«Мне и в голову не приходит сомневаться, что весь мир легко и давно уже принял бы законы утопийского государства как из соображений собственной выгоды, так и в силу авторитета Христа Спасителя, который по своей величайшей мудрости не мог не знать того, что лучше всего, а по своей доброте не мог посоветовать того, что он знал за самое лучшее. Но этому противится одно чудовище, отец всякой погибели, — гордость. Она измеряет благополучие не своими удачами, а чужими неудачами, не хотела бы даже стать богиней, если бы не оставалось никаких несчастных, над которыми могла бы властвовать и издеваться, ей надо, чтобы её счастье сверкало при сравнении с их бедствиями, надо развернуть свои богатства, чтобы терзать и разжигать их недостаток. Эта адская змея пресмыкается в сердцах людей, как рыба-подлипала, задерживает и замедляет избрание ими пути к лучшей жизни. Так как гордость слишком глубоко внедрилась в души людей, чтобы её легко было вырвать, то я рад, что, по крайней мере, утопийцам выпало на долю государство такого рода, которое я с удовольствием пожелал бы для всех. Они последовали в своей жизни таким уставам и заложили на них основы своего государства не только очень удобно, но и навеки, насколько это можно предсказать. Они истребили у себя вместе с прочими пороками корни честолюбия и раздора, а потому им не грозит никакой опасности, что они будут страдать от внутренних распрей, исключительно от них погибли многие города с прекрасно защищёнными богатствами...»
И по этой причине обязан дойти до конца. Не из гордости, отца всякой погибели, не из честолюбия, которому вечно любо ничтожество и несчастье как можно большего числа сограждан своих. Он слишком много взял на себя, и уже отступать не имелось ни малейшего права, ни даже тени его. Пока жив, король, может быть, не разгонит монахов, не продаст земли монастырей своим ревностным слугам и не посеет злое семя новой, непременно кровавой вражды, ведь, глядя на них, каждому захочется урвать свой кусок. Да, да, может быть... И потому нельзя отступить...
От этих мыслей сделалось спокойней и крепче, тем не менее непреклонной уверенности всё ещё не установилось в беспокойной душе, и продолжал рассуждать о короткой жизни и обо всей бесконечной жизни земной, рассеянно глядя на лунную ленту, что падала на каменный пол и ползла не спеша, невозмутимо отмеряя безвозвратно улетавшее время. Тихо стало совсем. Может быть, приближалось к полуночи. Глядь, уже лунная лента упала на стол, за ним неожиданно проступил силуэт с полной чашей в тощей руке, с мешками кожи по обеим сторонам подбородка, с длинным тонким изысканным носом, с умными озорными глазами, в бархатном берете на голове. С невольным беспокойством спросил:
— Боже мой, ты всё ещё пьёшь вино как лекарство от почек?
Ему ответили спокойно и тихо:
— Спасибо старухе, дала мне добрый совет.
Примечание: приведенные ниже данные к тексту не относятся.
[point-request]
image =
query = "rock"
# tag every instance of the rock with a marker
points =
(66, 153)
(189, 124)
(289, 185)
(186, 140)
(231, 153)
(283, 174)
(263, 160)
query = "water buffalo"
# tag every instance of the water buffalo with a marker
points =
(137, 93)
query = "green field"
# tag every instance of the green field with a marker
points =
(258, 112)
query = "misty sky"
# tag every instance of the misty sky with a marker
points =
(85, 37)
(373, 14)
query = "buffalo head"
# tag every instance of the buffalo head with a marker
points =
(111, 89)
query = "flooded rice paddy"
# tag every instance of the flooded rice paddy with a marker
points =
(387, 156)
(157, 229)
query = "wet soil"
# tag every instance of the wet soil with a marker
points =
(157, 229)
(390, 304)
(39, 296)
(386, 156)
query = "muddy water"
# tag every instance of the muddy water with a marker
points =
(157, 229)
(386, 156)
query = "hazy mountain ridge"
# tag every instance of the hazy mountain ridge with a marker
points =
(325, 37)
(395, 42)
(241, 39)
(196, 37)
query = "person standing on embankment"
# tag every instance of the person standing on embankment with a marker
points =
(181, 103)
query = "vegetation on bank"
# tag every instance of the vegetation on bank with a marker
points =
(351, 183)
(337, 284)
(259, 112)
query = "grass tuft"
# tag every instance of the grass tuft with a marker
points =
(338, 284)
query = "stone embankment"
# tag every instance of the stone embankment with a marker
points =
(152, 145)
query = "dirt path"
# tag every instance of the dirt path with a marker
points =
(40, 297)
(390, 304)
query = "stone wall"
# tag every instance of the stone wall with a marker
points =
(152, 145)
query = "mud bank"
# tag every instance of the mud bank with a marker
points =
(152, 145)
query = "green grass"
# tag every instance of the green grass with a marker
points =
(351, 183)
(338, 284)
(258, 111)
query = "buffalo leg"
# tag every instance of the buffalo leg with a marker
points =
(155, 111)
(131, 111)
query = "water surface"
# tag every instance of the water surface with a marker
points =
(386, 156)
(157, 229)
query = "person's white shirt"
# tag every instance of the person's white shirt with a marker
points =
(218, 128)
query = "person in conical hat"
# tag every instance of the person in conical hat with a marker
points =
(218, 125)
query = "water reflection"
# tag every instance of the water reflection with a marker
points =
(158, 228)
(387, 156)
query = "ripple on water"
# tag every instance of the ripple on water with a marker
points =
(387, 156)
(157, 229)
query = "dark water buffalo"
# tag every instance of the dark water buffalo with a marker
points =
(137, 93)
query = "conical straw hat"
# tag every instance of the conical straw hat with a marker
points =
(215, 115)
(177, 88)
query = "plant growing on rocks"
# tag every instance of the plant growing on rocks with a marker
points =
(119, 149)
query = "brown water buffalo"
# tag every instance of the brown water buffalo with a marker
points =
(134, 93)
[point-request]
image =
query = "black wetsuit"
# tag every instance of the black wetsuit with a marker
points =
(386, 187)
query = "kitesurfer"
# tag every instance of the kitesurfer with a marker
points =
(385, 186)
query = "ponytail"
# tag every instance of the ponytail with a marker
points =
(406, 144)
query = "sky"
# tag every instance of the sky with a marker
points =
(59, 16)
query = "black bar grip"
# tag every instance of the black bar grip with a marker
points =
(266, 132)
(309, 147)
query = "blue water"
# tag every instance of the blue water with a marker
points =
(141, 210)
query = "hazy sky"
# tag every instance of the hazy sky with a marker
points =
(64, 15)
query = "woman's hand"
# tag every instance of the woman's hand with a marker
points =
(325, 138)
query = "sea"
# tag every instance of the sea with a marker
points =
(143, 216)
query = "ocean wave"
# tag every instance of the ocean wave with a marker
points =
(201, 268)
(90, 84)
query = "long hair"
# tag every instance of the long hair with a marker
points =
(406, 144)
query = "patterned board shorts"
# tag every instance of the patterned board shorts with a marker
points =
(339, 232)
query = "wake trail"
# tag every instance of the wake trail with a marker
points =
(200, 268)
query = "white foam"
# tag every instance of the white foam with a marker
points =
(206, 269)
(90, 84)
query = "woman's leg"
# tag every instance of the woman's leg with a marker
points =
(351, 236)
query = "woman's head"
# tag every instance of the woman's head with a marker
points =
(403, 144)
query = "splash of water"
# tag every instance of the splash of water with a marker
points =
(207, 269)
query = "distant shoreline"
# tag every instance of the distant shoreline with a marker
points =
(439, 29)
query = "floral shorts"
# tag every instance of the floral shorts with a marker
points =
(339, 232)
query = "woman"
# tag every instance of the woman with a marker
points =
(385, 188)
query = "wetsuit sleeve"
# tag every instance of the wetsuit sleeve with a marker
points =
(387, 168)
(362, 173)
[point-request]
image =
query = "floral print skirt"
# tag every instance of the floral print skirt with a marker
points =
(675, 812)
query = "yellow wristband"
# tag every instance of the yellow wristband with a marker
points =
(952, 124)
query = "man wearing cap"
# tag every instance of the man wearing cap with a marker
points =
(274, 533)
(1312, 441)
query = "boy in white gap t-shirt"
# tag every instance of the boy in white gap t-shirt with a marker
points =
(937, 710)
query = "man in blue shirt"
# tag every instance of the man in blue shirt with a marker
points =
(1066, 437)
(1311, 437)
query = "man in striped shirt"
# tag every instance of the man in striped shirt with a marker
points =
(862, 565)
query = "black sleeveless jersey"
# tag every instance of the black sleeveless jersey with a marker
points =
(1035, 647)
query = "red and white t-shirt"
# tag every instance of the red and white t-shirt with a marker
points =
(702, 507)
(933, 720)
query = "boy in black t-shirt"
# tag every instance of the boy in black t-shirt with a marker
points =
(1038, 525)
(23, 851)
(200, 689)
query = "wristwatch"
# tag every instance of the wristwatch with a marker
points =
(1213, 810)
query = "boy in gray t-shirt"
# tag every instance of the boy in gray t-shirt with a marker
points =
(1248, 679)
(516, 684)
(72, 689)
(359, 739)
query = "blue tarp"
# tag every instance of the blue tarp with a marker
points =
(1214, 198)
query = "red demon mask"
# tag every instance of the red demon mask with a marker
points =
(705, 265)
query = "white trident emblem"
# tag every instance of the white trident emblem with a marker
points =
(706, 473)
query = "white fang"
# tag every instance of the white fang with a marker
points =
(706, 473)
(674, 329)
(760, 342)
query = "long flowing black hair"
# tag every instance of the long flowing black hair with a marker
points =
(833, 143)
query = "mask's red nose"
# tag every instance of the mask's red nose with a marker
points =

От вина светлее становятся мысли, а мысли, как ты знаешь, важней для меня, чем ноющая боль в боку и в спине.
Так же тихо, осторожно сказал:
— И больше они не болят, только ноют?
Ему ответили безразлично, как будто говорили не о себе, а о ком-то другом:
— Бывает, что и болят, по правде сказать, но я полагаю, что, не пей я столько вина, они болели бы куда чаще и давно бы уморили меня.
Торопливо принялся убеждать:
— О, Эразм, да посмотри-ка ты на себя! Твоё лицо уже сделалось серым, как мышь, кожа у тебя нездоровая, рыхлая, точно осколок гранита, отвисли мешки. Вино, поверь мне, не доведёт тебя до добра!
Слабый голос напомнил:
— Тебя вот тоже не довело до добра, хотя вина ты не пьёшь, ни как лекарство от почек, ни просто так, чтобы сделалось веселей на душе.
Понял тотчас, куда эта тропочка его заведёт, и резко перевёл любопытный для него разговор:
— А что твоя слава, Эразм? Твоя слава всё растёт и растёт? Твоей славе нет уже равной в Европе?
Эразм только улыбнулся одними губами:
— О славе ты должен знать по себе, ведь мы равно прославлены оба.
С внезапной настойчивостью задал вопрос:
— Твоя учёность и твои дарования всё ещё всех изумляют по-прежнему?